Signs Fine-Tuning Is Working
Epoch 1 | Loss: 1.0982 | Val F1: 0.42 ← starting
Epoch 3 | Loss: 0.6127 | Val F1: 0.71 ← improving fast
Epoch 7 | Loss: 0.2431 | Val F1: 0.83 ← strong
Epoch 10 | Loss: 0.1892 | Val F1: 0.84 ← converged ← save this
Epoch 12 | Loss: 0.1201 | Val F1: 0.83 ← overfitting starting → stop
Problems and fixes:
Val F1 never improves → lr too low or data quality issue
Val F1 collapses suddenly → lr too high — destroying pretraining
Train down but val flat → overfitting → need more data
Loss = NaN immediately → lr way too high
Pretraining vs Fine-Tuning — The Clear Distinction
Pretraining:
Data: Billions of words — no labels needed
Goal: Learn general language understanding
Cost: Millions of dollars
Who: Google, Meta, Anthropic, large research groups
Fine-tuning:
Data: Hundreds to thousands of labelled examples
Goal: Adapt general understanding to specific task
Cost: Hours on a single GPU
Who: You — starting from a pretrained model ✅
The Real Words Mapped to the Story
| In the Story | Real Technical Term |
|---|---|
| Chef's 10 years of training | Pretraining |
| Accumulated culinary knowledge | Pretrained weights |
| Teaching them Nigerian food | Fine-tuning |
| Nigerian ingredients to learn | Task-specific training data |
| Tiny adjustments to existing skills | Small weight updates |
| Not erasing French training | Small learning rate (2e-5) |
| Adding specialised Nigerian techniques | Classification head |
| Teaching only the Nigerian adapters | LoRA |
The One Thing to Remember
Fine-tuning makes tiny targeted adjustments to pretrained weights using your specific labelled data.
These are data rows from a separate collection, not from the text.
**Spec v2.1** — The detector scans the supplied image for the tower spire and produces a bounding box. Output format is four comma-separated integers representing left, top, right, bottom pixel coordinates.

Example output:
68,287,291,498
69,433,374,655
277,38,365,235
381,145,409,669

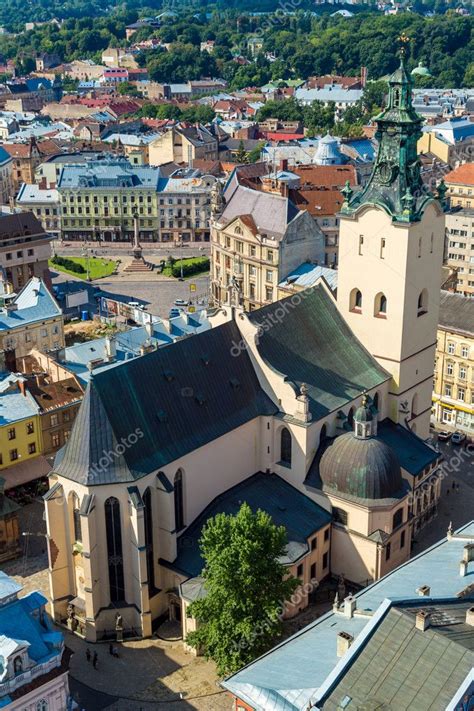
341,44,435,222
Learning rate must be very small to preserve pretraining. Early layers barely change. Later layers adapt more. Classification head learns from scratch. After 10 epochs your 1,000 Nigerian Pidgin reviews teach AfroXLMR to recognise Pidgin sentiment without erasing its 17 billion words of accumulated language knowledge.